INSTITUTO DE QUIMICA, FISICA DE LOS MATERIALES, MEDIOAMBIENTE Y ENERGIA
Unidad Ejecutora - UE
congresos y reuniones científicas
Membrane Potential Control of Electron Shuttle and Peroxidase Activity of Heme Proteins in Biomimetic Systems
MURGIDA, D. H.
Congreso; 3rd Latin American Protein Society Meeting; 2010
Electron transfer (ET) chains involved in photosynthesis and aerobic respiration take place at the level of biological membranes where protein complexes exert their function under the influence of strong electric fields. Here we report a study on the influence of these fields on the structure and ET dynamics of different heme soluble proteins (cyt-c; cyt-b562, cyt-c6, iso-cyt-c) that act as electron shuttles in photosynthetic and respiratory chains of different organisms. The proteins are immobilized on nanostructured Ag electrodes coated with biomimetic films that are designed depending on the surface properties of each redox protein.1,2 Structure, ET kinetics and protein dynamics are studied simultaneously by using two-colors time-resolved surface-enhanced resonance Raman (TR-SERR) spectroelectrochemistry.2 The atomistic interpretation of the experiments is guided by molecular dynamics (MD) simulations and electron pathways calculations of the biomimetic complexes. This powerful combination of theoretical and experimental methods provides a detailed and consistent picture of the interfacial ET mechanisms.3 In each case it is concluded that the overall ET rates are determined by an interplay of protein dynamics and tunneling probabilities at the different conformations along the dynamics.
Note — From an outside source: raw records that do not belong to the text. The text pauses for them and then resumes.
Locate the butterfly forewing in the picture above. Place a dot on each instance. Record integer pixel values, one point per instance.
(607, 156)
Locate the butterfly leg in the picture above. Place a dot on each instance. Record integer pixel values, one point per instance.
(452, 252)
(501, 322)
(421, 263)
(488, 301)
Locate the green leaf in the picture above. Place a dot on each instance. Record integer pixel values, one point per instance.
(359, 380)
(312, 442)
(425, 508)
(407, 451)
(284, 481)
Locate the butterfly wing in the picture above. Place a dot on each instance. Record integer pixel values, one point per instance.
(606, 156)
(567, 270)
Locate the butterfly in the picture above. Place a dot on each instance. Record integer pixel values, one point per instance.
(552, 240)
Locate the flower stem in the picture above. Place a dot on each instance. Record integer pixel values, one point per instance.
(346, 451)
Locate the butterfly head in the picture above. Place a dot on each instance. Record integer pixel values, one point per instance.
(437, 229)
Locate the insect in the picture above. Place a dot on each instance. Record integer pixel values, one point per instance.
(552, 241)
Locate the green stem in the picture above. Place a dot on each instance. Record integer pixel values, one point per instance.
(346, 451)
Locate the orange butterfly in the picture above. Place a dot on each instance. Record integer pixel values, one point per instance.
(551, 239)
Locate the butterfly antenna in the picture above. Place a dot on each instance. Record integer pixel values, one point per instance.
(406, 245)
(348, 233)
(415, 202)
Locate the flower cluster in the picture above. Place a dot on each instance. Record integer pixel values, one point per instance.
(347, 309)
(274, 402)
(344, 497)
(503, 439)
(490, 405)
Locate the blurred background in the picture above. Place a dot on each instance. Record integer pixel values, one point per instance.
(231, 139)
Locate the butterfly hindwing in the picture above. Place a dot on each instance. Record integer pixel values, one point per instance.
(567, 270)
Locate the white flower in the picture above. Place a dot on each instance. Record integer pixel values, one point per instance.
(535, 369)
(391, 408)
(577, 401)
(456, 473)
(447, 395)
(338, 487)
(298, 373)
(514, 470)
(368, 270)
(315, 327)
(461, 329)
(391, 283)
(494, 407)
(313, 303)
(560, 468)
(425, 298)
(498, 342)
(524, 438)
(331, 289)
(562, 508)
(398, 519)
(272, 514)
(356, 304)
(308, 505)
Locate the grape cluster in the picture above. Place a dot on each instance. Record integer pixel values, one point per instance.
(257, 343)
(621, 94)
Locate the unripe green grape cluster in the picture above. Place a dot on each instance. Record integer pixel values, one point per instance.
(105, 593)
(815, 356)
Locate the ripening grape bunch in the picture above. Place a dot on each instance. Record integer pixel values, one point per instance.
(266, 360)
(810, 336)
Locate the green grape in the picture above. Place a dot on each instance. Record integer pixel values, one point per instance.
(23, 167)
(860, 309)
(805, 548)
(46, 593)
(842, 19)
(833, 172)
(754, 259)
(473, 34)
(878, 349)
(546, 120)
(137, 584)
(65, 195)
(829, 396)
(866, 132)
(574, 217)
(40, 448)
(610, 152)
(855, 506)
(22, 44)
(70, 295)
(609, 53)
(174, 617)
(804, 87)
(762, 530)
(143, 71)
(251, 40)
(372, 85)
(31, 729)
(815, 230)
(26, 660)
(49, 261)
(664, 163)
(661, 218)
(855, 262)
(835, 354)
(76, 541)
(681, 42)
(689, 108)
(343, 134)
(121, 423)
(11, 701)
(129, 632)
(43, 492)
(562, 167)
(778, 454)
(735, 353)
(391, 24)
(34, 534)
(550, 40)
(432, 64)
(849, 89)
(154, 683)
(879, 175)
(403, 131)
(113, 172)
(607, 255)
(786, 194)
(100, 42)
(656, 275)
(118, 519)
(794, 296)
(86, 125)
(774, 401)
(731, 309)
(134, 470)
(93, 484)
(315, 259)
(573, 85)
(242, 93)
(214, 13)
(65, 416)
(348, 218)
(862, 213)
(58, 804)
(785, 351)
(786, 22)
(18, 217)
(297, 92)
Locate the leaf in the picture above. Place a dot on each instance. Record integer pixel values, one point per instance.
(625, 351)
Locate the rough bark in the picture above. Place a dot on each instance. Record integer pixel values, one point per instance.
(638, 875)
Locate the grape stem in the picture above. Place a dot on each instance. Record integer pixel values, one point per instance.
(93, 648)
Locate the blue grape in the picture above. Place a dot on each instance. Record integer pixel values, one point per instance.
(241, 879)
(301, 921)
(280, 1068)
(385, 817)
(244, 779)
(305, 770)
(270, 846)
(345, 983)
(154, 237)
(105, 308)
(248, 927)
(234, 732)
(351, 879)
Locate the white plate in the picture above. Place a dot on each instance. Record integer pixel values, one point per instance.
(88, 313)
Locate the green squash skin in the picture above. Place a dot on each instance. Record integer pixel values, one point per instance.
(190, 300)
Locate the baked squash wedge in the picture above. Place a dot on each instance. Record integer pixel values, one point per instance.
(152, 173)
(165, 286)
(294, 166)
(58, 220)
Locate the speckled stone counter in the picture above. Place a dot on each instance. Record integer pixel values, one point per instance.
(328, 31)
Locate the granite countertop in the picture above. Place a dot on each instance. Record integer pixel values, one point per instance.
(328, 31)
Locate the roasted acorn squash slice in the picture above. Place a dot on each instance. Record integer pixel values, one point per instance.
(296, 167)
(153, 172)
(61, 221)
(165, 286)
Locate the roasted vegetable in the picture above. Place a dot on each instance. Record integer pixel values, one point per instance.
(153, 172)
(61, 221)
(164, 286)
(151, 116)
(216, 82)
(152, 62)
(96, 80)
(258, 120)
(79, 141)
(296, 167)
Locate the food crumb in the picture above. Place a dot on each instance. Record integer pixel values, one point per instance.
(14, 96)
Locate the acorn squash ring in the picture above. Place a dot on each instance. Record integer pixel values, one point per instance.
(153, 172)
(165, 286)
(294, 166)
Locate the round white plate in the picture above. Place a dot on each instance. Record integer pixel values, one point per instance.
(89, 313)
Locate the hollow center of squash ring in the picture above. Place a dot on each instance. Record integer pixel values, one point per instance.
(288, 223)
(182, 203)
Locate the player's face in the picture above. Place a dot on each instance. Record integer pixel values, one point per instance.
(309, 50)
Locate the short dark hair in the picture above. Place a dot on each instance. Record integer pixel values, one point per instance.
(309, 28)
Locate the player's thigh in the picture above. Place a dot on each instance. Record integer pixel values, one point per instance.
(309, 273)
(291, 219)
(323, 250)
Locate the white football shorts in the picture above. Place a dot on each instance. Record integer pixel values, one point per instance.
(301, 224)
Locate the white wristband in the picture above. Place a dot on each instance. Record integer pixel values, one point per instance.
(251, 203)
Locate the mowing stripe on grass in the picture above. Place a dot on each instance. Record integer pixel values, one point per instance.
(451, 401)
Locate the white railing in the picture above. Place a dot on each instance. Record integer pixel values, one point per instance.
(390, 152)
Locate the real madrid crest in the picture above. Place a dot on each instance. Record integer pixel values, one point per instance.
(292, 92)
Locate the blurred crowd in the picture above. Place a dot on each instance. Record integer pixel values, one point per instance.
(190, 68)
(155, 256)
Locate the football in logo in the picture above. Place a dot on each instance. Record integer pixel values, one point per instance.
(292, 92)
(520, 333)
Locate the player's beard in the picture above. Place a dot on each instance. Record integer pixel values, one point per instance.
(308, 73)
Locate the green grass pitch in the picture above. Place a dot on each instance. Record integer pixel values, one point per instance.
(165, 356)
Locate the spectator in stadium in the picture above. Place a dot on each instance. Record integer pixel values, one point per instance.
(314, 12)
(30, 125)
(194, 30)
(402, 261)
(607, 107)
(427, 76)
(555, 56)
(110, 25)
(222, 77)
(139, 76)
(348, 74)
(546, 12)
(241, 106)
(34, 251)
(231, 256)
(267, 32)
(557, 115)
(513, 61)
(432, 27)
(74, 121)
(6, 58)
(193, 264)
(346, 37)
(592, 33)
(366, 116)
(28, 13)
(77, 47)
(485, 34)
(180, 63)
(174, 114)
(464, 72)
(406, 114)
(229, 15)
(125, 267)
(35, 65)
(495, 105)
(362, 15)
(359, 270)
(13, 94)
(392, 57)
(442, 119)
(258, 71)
In turn, protein dynamics is strongly modulated by the interfacial electric field, as demonstrated by TR-SERR experiments and MD simulations performed under different conditions. It is also shown that sufficiently strong electric fields are able to induce reversible and irreversible structural changes of the ferric proteins in the complexes, which produce a dramatic down-shift of the reduction potentials ann gain of peroxidase function pesumably involved in the early steps of apoptosis. For the natural partner protein of most cytochromes, i.e. the CuA center of cyt-c oxidase, local and global electrostatics are also shown to be crucial in modulating reduction potentials, reorganization energies and crucial structural features. Based on these results it is hypothesized that transmembrane potentials play a regulatory role in respiration and photosynthesis via a feedback inhibition mechanism.